20. Escursione in piroga sul fiume Gambia
Il fiume attraversa il paese da est a ovest. Un’escursione di mezza giornata o di una giornata intera rivela un Gambia che la strada non mostra: villaggi sulle rive, mangrovie popolate di uccelli, ippopotami avvistabili nelle prime ore del mattino. Gli operatori locali propongono partenze da Banjul o da Janjanbureh (Georgetown) per risalire verso i parchi fluviali. Un modo semplice per vedere tanto Gambia in poco tempo.
Per altre idee di viaggio in Africa subsahariana, la nostra guida su cosa fare in Sudafrica esplora gli imperdibili di un’altra destinazione africana che cambia prospettiva.
FAQ
Qual è il periodo migliore per visitare il Gambia?

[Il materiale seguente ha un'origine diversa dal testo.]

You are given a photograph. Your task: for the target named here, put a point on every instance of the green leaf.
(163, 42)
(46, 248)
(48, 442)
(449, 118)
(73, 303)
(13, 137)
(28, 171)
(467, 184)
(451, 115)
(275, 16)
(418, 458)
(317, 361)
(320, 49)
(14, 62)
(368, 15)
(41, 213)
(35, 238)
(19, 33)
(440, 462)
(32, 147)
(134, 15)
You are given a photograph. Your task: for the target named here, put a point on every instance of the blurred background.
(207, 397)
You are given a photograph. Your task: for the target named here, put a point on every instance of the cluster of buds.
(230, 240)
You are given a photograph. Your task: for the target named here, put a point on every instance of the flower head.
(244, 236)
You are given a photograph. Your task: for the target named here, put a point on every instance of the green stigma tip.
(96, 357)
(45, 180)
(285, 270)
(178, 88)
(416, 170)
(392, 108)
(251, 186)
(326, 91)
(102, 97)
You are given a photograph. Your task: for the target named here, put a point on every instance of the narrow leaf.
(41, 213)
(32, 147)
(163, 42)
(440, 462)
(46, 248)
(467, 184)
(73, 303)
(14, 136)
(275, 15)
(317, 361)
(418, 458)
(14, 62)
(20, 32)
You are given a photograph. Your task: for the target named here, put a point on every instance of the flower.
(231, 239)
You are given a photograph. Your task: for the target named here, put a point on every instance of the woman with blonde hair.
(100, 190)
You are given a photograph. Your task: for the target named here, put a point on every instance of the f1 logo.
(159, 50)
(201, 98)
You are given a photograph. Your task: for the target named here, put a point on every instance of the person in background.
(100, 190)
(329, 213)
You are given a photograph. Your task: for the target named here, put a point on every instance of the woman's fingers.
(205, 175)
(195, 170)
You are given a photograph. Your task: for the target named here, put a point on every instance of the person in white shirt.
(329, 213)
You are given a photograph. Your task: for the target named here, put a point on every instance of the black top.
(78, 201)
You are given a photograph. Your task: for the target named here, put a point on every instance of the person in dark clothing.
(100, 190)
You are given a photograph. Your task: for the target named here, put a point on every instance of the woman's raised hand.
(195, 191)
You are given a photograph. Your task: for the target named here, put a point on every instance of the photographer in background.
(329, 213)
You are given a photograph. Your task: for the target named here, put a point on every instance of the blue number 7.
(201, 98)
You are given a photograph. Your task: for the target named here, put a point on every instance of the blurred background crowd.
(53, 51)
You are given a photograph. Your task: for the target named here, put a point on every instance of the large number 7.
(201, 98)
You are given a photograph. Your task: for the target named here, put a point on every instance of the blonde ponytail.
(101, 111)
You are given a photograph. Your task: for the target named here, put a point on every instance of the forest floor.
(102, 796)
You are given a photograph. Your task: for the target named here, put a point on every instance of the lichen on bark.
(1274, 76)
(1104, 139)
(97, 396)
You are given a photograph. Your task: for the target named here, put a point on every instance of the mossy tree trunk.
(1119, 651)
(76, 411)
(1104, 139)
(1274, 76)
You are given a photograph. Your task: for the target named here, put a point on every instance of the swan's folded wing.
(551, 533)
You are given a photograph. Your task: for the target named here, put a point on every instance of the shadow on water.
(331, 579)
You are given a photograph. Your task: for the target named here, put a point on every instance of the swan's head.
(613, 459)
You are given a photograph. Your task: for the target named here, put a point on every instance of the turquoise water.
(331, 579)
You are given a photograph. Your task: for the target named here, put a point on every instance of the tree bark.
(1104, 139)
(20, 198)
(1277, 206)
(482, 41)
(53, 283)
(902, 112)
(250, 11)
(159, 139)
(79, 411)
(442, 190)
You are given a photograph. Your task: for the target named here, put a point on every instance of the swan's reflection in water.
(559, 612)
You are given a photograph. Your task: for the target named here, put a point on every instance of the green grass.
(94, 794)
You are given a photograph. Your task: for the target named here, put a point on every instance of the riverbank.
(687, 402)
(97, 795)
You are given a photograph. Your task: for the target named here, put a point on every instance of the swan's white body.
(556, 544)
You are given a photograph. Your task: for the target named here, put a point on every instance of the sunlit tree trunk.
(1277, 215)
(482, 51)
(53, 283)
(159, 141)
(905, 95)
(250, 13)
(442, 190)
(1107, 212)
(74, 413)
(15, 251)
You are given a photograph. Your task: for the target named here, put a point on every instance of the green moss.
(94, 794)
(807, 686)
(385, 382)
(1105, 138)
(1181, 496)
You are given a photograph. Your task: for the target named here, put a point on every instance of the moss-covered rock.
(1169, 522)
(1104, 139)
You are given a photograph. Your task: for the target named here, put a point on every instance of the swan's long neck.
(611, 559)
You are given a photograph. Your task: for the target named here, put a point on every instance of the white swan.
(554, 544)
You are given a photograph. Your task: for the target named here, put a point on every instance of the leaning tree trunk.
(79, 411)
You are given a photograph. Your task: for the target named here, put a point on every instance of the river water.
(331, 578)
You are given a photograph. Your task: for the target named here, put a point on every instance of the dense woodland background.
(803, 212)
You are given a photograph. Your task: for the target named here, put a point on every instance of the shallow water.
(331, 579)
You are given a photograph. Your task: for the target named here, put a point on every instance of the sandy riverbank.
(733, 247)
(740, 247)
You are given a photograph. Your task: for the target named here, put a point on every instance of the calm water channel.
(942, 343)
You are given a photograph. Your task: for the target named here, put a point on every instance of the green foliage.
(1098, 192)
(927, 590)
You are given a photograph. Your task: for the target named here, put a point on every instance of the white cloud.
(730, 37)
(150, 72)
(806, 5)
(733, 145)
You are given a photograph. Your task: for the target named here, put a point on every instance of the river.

La stagione secca, da novembre a maggio, offre le condizioni ideali: sole quasi costante, temperature piacevoli e fauna più visibile nei parchi nazionali, dove la vegetazione bassa permette di osservare meglio gli animali vicino ai punti d’acqua.
Il Gambia è sicuro per i turisti?
Il Gambia è considerato una delle destinazioni più sicure dell’Africa occidentale e accoglie viaggiatori europei da diversi decenni. Come per qualsiasi viaggio, è consigliabile evitare di esibire oggetti di valore e consultare le raccomandazioni del Ministero degli Affari Esteri prima della partenza.
Quanti giorni bisogna prevedere per visitare il Gambia?
Una settimana consente di vedere gli essenziali: Banjul, la zona costiera, una o due riserve naturali e un’escursione in piroga. Due settimane lasciano il tempo di risalire il fiume fino a Jufureh, Wassu e il Parco nazionale del fiume Gambia.
Le spiagge del Gambia valgono la pena?
Assolutamente sì. La costa atlantica gambiana offre spiagge di sabbia poco frequentate, da Fajara fino a Sanyang. Quest’ultima, ancora poco sviluppata, è ideale per un pranzo di pesce grigliato con i piedi nella sabbia, in un’atmosfera del tutto rilassata.
Si può combinare il Gambia e il Senegal in un unico viaggio?
Certamente. Il Gambia è circondato dal Senegal e i valichi di frontiera sono facilmente percorribili dai viaggiatori italiani. I circoli megalitici di Senegambia sono peraltro condivisi tra i due paesi. La regione della Casamance, lato senegalese, è una naturale prosecuzione per chi vuole trascorrere più tempo in Africa occidentale.